A nonaggregating surfactant protein C mutant is misdirected to early endosomes and disrupts phospholipid recycling.

Beers MF, Hawkins A, Maguire JA, Kotorashvili A, Zhao M, Newitt JL, Ding W, Russo S, Guttentag S, Gonzales L, Mulugeta S
Traffic. 2011 12 (9): 1196-210

PMID: 21707890 · PMCID: PMC3155663 · DOI:10.1111/j.1600-0854.2011.01223.x

Interstitial lung disease in both children and adults has been linked to mutations in the lung-specific surfactant protein C (SFTPC) gene. Among these, the missense mutation [isoleucine to threonine at codon 73 = human surfactant protein C (hSP-C(I73T) )] accounts for ∼30% of all described SFTPC mutations. We reported previously that unlike the BRICHOS misfolding SFTPC mutants, expression of hSP-C(I73T) induces lung remodeling and alveolar lipoproteinosis without a substantial Endoplasmic Reticulum (ER) stress response or ER-mediated intrinsic apoptosis.
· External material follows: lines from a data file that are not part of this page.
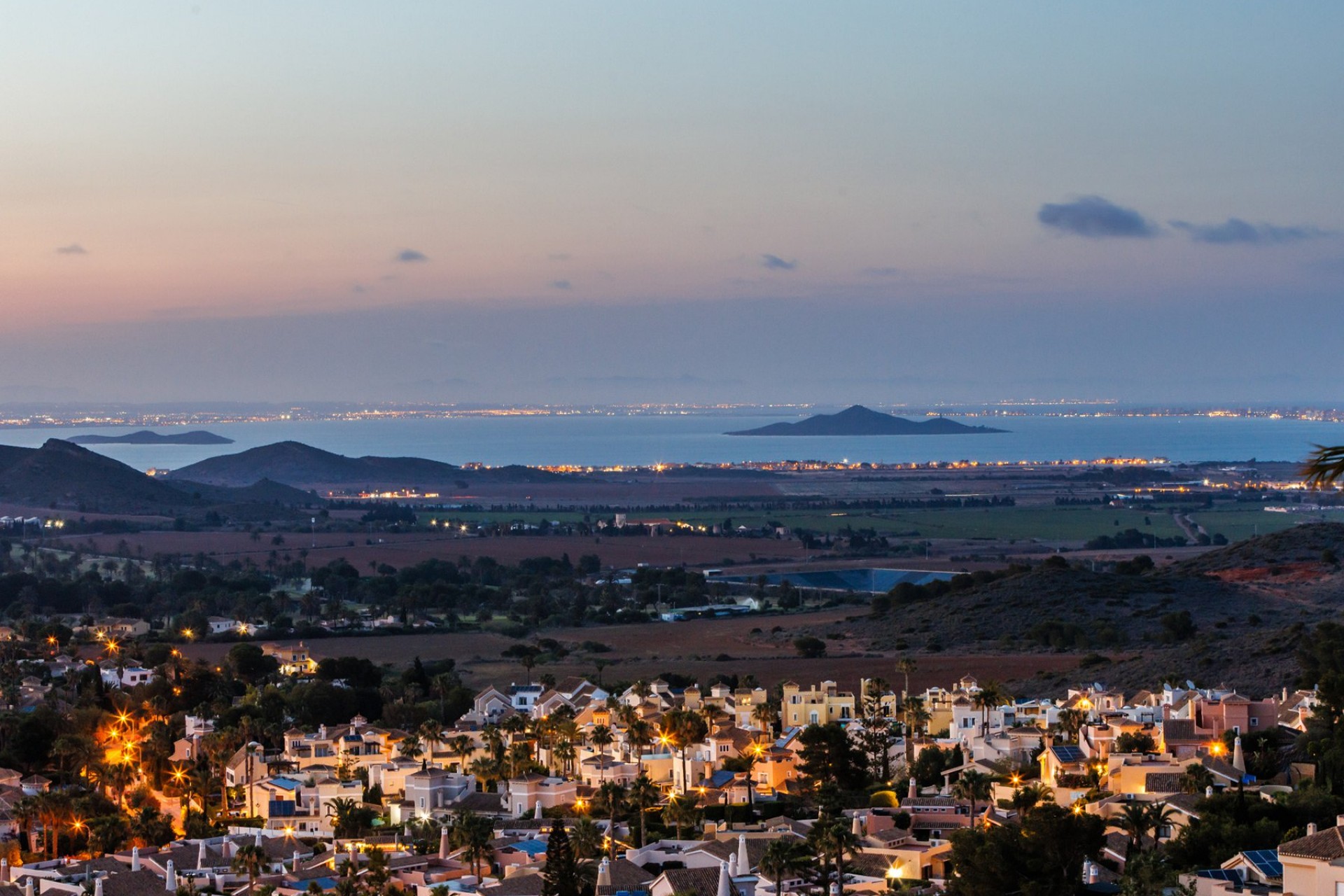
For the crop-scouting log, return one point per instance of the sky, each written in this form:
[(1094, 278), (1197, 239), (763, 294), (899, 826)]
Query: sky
[(612, 202)]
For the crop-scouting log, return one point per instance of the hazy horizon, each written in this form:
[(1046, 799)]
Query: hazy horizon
[(600, 203)]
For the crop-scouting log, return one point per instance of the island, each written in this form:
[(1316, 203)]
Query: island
[(862, 421), (148, 437)]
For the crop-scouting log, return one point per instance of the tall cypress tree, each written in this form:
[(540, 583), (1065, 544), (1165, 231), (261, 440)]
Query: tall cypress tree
[(561, 876)]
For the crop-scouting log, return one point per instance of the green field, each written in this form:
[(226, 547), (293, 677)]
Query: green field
[(1043, 523), (1245, 523)]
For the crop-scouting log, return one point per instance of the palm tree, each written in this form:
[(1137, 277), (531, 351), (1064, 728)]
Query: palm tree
[(765, 713), (974, 786), (1196, 780), (609, 799), (1160, 816), (1031, 796), (472, 833), (643, 796), (460, 747), (430, 734), (682, 813), (601, 738), (640, 735), (587, 839), (990, 696), (834, 840), (1324, 466), (905, 666), (1136, 821), (783, 859), (1072, 723), (344, 818), (249, 859), (916, 718)]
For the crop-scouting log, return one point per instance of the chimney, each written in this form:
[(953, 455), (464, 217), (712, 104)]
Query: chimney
[(724, 881)]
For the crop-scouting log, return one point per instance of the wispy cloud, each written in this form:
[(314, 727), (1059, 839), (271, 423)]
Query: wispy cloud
[(1234, 230), (1094, 218)]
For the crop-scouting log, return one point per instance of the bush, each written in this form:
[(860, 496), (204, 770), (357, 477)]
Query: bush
[(809, 647), (1176, 628)]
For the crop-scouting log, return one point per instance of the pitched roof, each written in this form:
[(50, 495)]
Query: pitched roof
[(722, 849), (1326, 846), (518, 886), (625, 876), (1161, 782), (702, 881), (1182, 729)]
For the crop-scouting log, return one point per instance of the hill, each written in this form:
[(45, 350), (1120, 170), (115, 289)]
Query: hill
[(150, 437), (1249, 606), (862, 421), (65, 476), (302, 465)]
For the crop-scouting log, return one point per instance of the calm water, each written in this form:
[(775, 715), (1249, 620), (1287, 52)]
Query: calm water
[(593, 440)]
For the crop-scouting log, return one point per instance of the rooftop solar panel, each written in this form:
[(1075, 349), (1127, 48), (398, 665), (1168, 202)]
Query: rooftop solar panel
[(1266, 862)]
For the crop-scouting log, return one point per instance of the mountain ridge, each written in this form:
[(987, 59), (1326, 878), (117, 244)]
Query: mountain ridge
[(298, 464), (858, 419), (150, 437)]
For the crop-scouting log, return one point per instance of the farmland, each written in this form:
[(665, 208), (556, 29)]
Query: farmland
[(701, 649)]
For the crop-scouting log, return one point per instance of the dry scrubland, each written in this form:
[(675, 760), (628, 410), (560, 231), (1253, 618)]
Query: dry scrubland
[(687, 648)]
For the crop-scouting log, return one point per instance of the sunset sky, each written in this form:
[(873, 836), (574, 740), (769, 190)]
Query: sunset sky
[(701, 200)]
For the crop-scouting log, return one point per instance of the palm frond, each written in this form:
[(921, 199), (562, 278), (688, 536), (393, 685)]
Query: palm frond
[(1324, 466)]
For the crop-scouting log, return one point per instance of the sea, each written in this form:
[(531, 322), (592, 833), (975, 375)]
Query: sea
[(600, 440)]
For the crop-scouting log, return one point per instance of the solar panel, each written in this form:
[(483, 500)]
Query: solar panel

We show here that, in contrast to its wild-type counterpart that is directly routed to lysosomal-like organelles for processing, SP-C(I73T) is misdirected to the plasma membrane and subsequently internalized to the endocytic pathway via early endosomes, leading to the accumulation of abnormally processed proSP-C isoforms. Functionally, cells expressing hSP-C(I73T) demonstrated both impaired uptake and degradation of surfactant phospholipid, thus providing a molecular mechanism for the observed lipid accumulation in patients expressing hSP-C(I73T) through the disruption of normal phospholipid recycling. Our data provide evidence for a novel cellular mechanism for conformational protein-associated diseases and suggest a paradigm for mistargeted proteins involved in the disruption of the endosomal/lysosomal sorting machinery.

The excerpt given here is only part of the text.